How the SDK is organized

How the SDK is organized

The following diagram shows how the project is laid out.

openstack/
    connection.py
    resource.py
    session.py
    compute/
        compute_service.py
        v2/
            server.py
            _proxy.py
    tests/
        compute/
            v2/
                test_server.py

Session

The openstack.session.Session manages an authenticator, transport, and user profile. It exposes methods corresponding to HTTP verbs, and injects your authentication token into a request, determines any service preferences callers may have set, gets the endpoint from the authenticator, and sends the request out through the transport.

Resource

The openstack.resource.Resource base class is the building block of any service implementation. Resource objects correspond to the resources each service’s REST API works with, so the openstack.compute.v2.server.Server subclass maps to the compute service’s https://openstack:1234/v2/servers resource.

The base Resource contains methods to support the typical CRUD operations supported by REST APIs, and handles the construction of URLs and calling the appropriate HTTP verb on the given Session.

Values sent to or returned from the service are implemented as attributes on the Resource subclass with type openstack.resource.prop. The prop is created with the exact name of what the API expects, and can optionally include a type to be validated against on requests. You should choose an attribute name that follows PEP-8, regardless of what the server-side expects, as this prop becomes a mapping between the two.:

is_public = resource.prop('os-flavor-access:is_public', type=bool)

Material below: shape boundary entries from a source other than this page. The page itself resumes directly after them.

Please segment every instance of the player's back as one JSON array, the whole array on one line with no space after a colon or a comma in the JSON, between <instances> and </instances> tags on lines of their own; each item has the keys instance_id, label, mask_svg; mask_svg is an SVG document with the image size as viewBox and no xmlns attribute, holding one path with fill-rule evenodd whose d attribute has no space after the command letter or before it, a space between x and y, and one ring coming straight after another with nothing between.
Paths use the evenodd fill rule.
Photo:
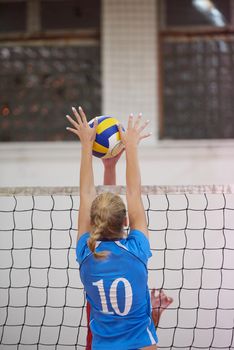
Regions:
<instances>
[{"instance_id":1,"label":"player's back","mask_svg":"<svg viewBox=\"0 0 234 350\"><path fill-rule=\"evenodd\" d=\"M127 239L98 242L97 251L110 252L105 260L95 259L87 249L83 244L80 276L91 305L93 349L125 350L155 343L147 238L134 230Z\"/></svg>"}]
</instances>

There are six additional attributes which the Resource class checks before making requests to the REST API. allow_create, allow_retreive, allow_update, allow_delete, allow_head, and allow_list are set to True or False, and are checked before making the corresponding method call.

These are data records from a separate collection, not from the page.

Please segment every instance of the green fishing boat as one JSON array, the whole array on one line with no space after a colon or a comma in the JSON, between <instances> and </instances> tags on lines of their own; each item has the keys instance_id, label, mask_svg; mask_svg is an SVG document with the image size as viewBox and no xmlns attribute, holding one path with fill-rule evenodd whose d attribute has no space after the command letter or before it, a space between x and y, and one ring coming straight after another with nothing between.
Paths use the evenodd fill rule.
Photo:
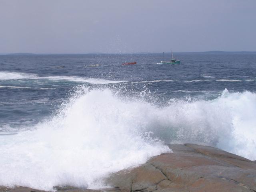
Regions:
<instances>
[{"instance_id":1,"label":"green fishing boat","mask_svg":"<svg viewBox=\"0 0 256 192\"><path fill-rule=\"evenodd\" d=\"M164 53L163 53L163 59L164 58ZM173 57L173 55L172 54L172 59L169 61L161 61L161 64L172 64L174 65L177 65L180 64L180 60L177 60L175 58Z\"/></svg>"}]
</instances>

The base_path attribute should be set to the URL which corresponds to this resource. Many base_paths are simple, such as "/servers". For base_paths which are composed of non-static information, Python’s string replacement is used, e.g., base_path = "/servers/%(server_id)s/ips".

resource_key and resources_key are attributes to set when a Resource returns more than one item in a response, or otherwise requires a key to obtain the response value. For example, the Server class sets resource_key = "server" as an individual Server is stored in a dictionary keyed with the singular noun, and resource_keys = "servers" as multiple Servers are stored in a dictionary keyed with the plural noun in the response.

Proxy

Each service implements a Proxy class, within the openstack/<program_name>/vX/_proxy.py module. For example, the v2 compute service’s Proxy exists in openstack/compute/v2/_proxy.py.

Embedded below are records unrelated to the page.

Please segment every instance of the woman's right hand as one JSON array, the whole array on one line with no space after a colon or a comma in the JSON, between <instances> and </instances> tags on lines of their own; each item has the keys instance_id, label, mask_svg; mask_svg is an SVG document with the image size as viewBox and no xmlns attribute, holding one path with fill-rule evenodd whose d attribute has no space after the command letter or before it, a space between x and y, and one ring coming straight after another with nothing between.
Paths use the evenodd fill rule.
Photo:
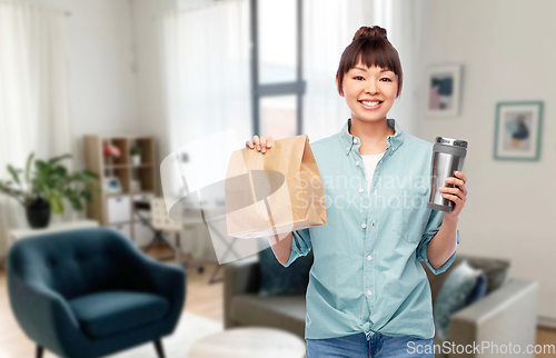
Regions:
<instances>
[{"instance_id":1,"label":"woman's right hand","mask_svg":"<svg viewBox=\"0 0 556 358\"><path fill-rule=\"evenodd\" d=\"M257 151L261 153L266 153L267 149L272 148L272 137L258 137L258 136L252 136L252 141L248 140L245 143L246 148L249 149L257 149Z\"/></svg>"}]
</instances>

This Proxy class manages a Session and provides a higher-level interface for users to work with via a Connection instance. Rather than requiring users to maintain their own session and work with lower-level Resource objects, the Proxy interface offers a place to make things easier for the caller.

Each Proxy class implements methods which act on the underlying Resource classes which represent the service. For example:

def list_flavors(self, **params):
    return flavor.Flavor.list(self.session, **params)

This method is operating on the openstack.compute.v2.flavor.Flavor.list method. For the time being, it simply passes on the Session maintained by the Proxy, and returns what the underlying Resource.list method does.

The implementations and method signatures of Proxy methods are currently under construction, as we figure out the best way to implement them in a way which will apply nicely across all of the services.

Connection

The openstack.connection.Connection class builds atop a Session object, and provides a higher level interface constructed of Proxy objects from each of the services.

The Connection class’ primary purpose is to act as a high-level interface to this SDK, managing the lower level connecton bits and exposing the Resource objects through their corresponding Proxy object.

If you’ve built proper Resource objects and implemented methods on the corresponding Proxy object, the high-level interface to your service should now be exposed.